T. Long, et al., "Nanosize Titanium Dioxide Stimulates Reactive Oxygen Species in Brain Microglia and Damages Neurons in Vitro," Environmental Health Perspectives, Vol. 115, No. 11 (Nov. 2007).

The authors of this study note nanoscale titanium dioxide is used in a variety of applications that come into contact with people and the environment: toothpastes, sunscreens, cosmetics, food products, paints, surface coatings, and in environmental decontamination of air, soil, and water. 

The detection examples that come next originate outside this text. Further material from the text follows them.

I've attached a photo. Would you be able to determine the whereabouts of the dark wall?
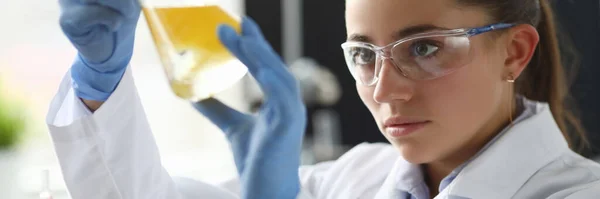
[246,0,600,156]
[554,0,600,156]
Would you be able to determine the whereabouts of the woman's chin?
[394,143,435,164]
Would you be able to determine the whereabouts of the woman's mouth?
[384,117,431,138]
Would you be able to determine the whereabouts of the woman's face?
[346,0,508,163]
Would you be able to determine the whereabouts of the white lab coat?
[47,70,600,199]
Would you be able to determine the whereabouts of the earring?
[506,73,515,126]
[506,73,515,83]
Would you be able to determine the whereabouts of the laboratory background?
[0,0,600,199]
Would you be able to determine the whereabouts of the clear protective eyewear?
[342,23,515,86]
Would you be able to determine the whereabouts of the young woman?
[48,0,600,199]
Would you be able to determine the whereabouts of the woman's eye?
[352,48,375,65]
[411,42,439,57]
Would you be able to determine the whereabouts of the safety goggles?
[342,23,514,86]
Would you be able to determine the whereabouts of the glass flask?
[140,0,247,101]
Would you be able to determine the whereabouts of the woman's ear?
[504,24,540,79]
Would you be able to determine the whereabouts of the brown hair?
[457,0,588,152]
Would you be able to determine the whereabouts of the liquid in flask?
[143,5,247,101]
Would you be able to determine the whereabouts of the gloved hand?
[59,0,141,101]
[194,18,306,199]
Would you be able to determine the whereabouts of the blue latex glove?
[59,0,141,101]
[194,18,306,199]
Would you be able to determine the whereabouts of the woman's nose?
[373,58,414,103]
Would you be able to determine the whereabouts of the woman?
[48,0,600,198]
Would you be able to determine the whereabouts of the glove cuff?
[71,55,128,101]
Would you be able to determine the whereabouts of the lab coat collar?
[435,103,570,198]
[375,100,569,199]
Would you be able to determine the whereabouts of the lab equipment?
[194,18,306,198]
[140,0,247,101]
[59,0,140,101]
[342,23,514,86]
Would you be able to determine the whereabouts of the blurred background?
[0,0,600,199]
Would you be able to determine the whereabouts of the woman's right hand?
[59,0,141,102]
[194,18,306,198]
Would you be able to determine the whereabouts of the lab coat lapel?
[375,158,428,199]
[435,104,569,199]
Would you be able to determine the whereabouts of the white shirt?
[47,70,600,199]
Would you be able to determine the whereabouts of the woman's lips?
[384,117,430,138]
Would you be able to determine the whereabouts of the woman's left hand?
[194,18,306,199]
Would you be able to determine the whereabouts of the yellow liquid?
[143,6,247,100]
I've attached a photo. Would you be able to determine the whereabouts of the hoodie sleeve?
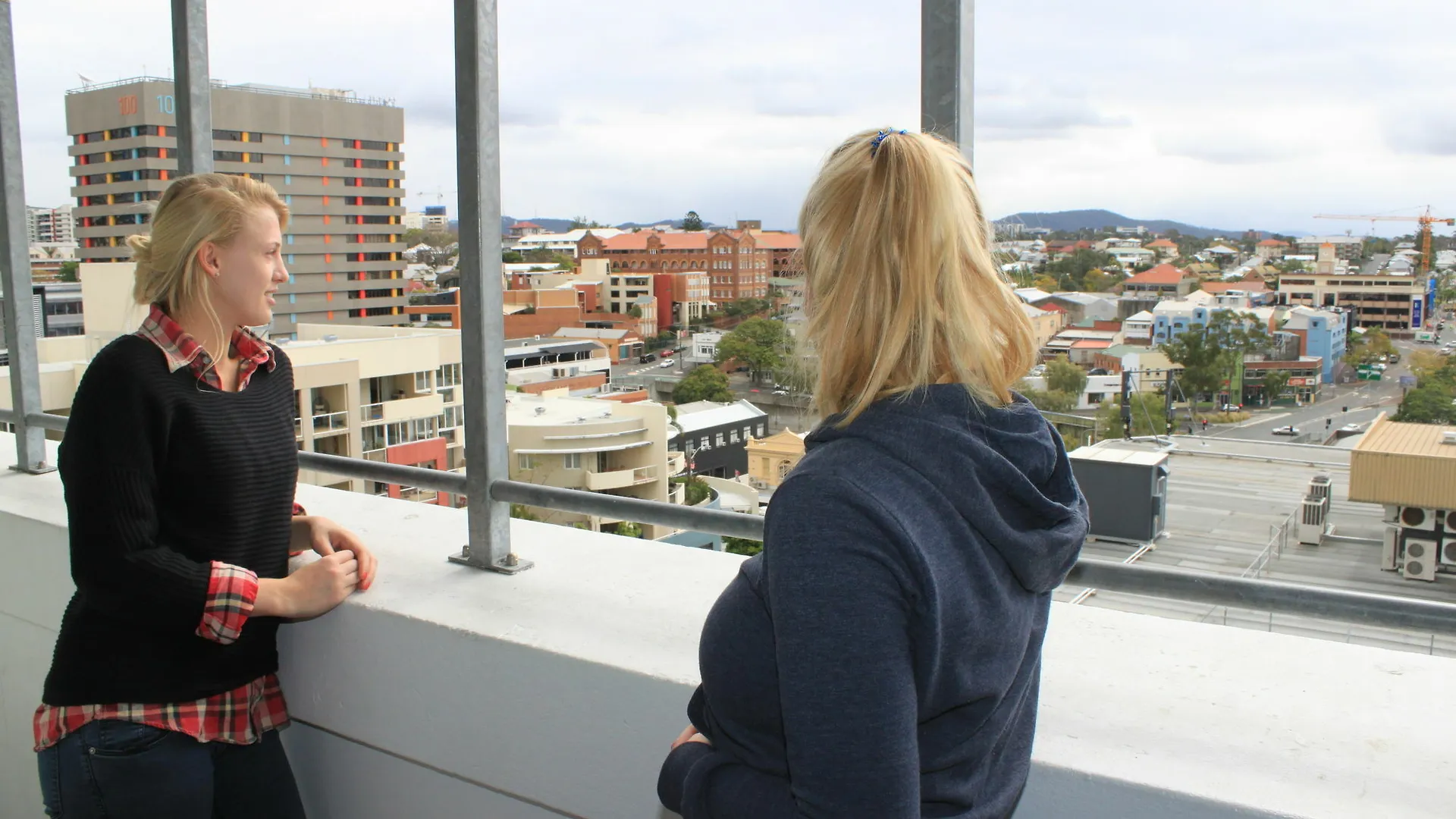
[660,475,920,819]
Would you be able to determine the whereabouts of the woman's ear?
[196,242,223,278]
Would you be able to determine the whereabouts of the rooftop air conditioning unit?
[1299,497,1329,547]
[1442,538,1456,566]
[1401,538,1440,580]
[1401,506,1446,532]
[1307,475,1329,498]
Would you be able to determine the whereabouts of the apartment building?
[402,206,450,231]
[25,204,76,245]
[747,428,808,488]
[576,231,774,302]
[1294,236,1364,261]
[65,77,408,338]
[505,394,686,539]
[1279,272,1436,332]
[1280,307,1350,383]
[670,400,769,478]
[652,270,714,326]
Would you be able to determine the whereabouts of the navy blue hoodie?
[658,384,1087,819]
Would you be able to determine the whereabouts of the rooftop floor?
[1054,436,1456,657]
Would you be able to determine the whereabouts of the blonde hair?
[799,131,1037,425]
[127,174,288,328]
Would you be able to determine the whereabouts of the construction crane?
[1315,206,1456,274]
[419,191,459,204]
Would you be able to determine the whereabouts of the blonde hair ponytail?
[799,131,1037,425]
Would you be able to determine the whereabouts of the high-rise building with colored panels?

The study was designed to test the response of human nerve cells to exposure to nanoscale titanium dioxide.  The authors theorized that the particles have an unusual size and unusual properties allowing them to enter body, cross biological barriers, enter systemic circulation, migrate to tissues and organs, bioaccumulate, and cause oxidative stress and cell damage.  The study used Degussa P25 which is an uncoated, photoactive, largely anatase form of nanoscale titanium dioxide — which is "not to be confused with nonphotoactive nanomaterial currently used in sunblocks and cosmetics."  The authors note that Degussa P25 is most currently used in waster treatment, self-cleaning windows, and antimicrobial coatings and paint.  The study found reactive oxygen species in brain microglia exposed to nanoscale titanium dioxide under special test conditions, as well as some neuron damage in another in vitro test.